Il Brasile non ha offerto asilo a Snowden, ma ieri la commissione che indaga sullo spionaggio illegale organizzato dall’Agenzia nazionale per la sicurezza Usa (Nsa) ha deciso di mettere in campo una protezione speciale verso Glenn Greenwald, il giornalista del Guardian che per primo ha diffuso le rivelazioni sul Datagate. Sarà protetto anche il suo compagno, il brasiliano David Miranda, che a metà agosto venne fermato all’aeroporto di Londra e interrogato in base alla legge antiterrorismo. «Snowden merita gratitudine – ha detto ieri Morales – perché ha mostrato i veri interessi degli Stati uniti. Il petrolio e il controllo geopolitico della regione sono il vero obiettivo della Guerra contro la Siria. Quello delle armi chimiche è la giustificazione di cui hanno bisogno per ripetere quanto hanno fatto in Iraq usando il pretesto delle armi di distruzioni di massa, che non c’erano». E per illustrare il concetto, Morales ha raccontato un episodio: «Durante una riunione internazionale, ho chiesto di chi fosse oggi il petrolio libico e mi è stato risposto: per questo devi chiedere a lui, riferito a un alto rappresentante europeo. Come ieri hanno ucciso Gheddafi, oggi vogliono eliminare Assad. Quello richiesto al Congresso Usa è un voto per uccidere». L’alternativa? «Dar retta alle parole di papa Francesco quando dice no alla guerra. Organizzare un’opposizione di massa chiamando i movimenti e la sinistra. Chiedere agli organismi internazionali che intervengano per scongiurare la catastrofe. Un detto lakota dice: quando sei sull’orlo del baratro può sorgere l’arcobaleno». Chiediamo a Evo come si stanno muovendo gli organismi regionali latinoamericani. Risponde: «L’Alba è nata su principi antimperialisti e di giustizia sociale e chiede con forza la pace. Ma anche all’interno di Unasur e Mercosur vigono i criteri della mediazione e della solidarietà. Così cerchiamo di risolvere i nostri conflitti. La ex presidente cilena Bachelet mi ha detto all’epoca: dì a Chávez che non si preoccupi, parlo io con Uribe. E Dilma ha mediato ora tra Colombia e Ecuador e tra Santos e Maduro. L’importante è che non venga un paese potente dall’esterno a dettar legge».

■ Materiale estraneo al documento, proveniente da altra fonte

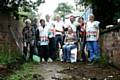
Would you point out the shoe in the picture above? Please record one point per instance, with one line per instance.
(50, 60)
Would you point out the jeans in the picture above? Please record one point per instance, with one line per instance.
(52, 53)
(67, 51)
(58, 39)
(93, 48)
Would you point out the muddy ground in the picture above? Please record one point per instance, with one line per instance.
(63, 71)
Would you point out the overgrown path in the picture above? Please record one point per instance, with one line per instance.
(64, 71)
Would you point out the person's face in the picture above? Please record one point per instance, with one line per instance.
(72, 19)
(47, 17)
(35, 21)
(43, 23)
(69, 30)
(58, 18)
(28, 24)
(81, 20)
(91, 18)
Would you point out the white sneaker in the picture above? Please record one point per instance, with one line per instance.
(50, 60)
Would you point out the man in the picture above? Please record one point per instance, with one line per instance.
(51, 36)
(42, 38)
(81, 34)
(59, 31)
(34, 41)
(27, 33)
(92, 36)
(59, 34)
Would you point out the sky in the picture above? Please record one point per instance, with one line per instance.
(50, 5)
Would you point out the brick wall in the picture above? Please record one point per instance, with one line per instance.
(110, 44)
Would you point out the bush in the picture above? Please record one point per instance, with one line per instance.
(7, 55)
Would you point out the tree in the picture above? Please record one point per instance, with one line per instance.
(63, 9)
(12, 6)
(106, 11)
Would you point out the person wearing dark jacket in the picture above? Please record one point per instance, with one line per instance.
(82, 34)
(27, 33)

Oggi Morales incontra Bergoglio. Gli chiediamo: ma questo pontefice è davvero il «primo papa bolivariano» come alcuni vorrebbero? «In Bolivia – risponde – abbiamo molti problemi coi vescovi: appena ce n’è uno vicino alla Teologia della liberazione e alla sinistra viene rimosso in favore di un altro vicino alla destra. Di questo papa mi convince il suo discorso sul francescanesimo, che può diventare rivoluzionario e camminarci a fianco. Vado a sentire, poi vedremo».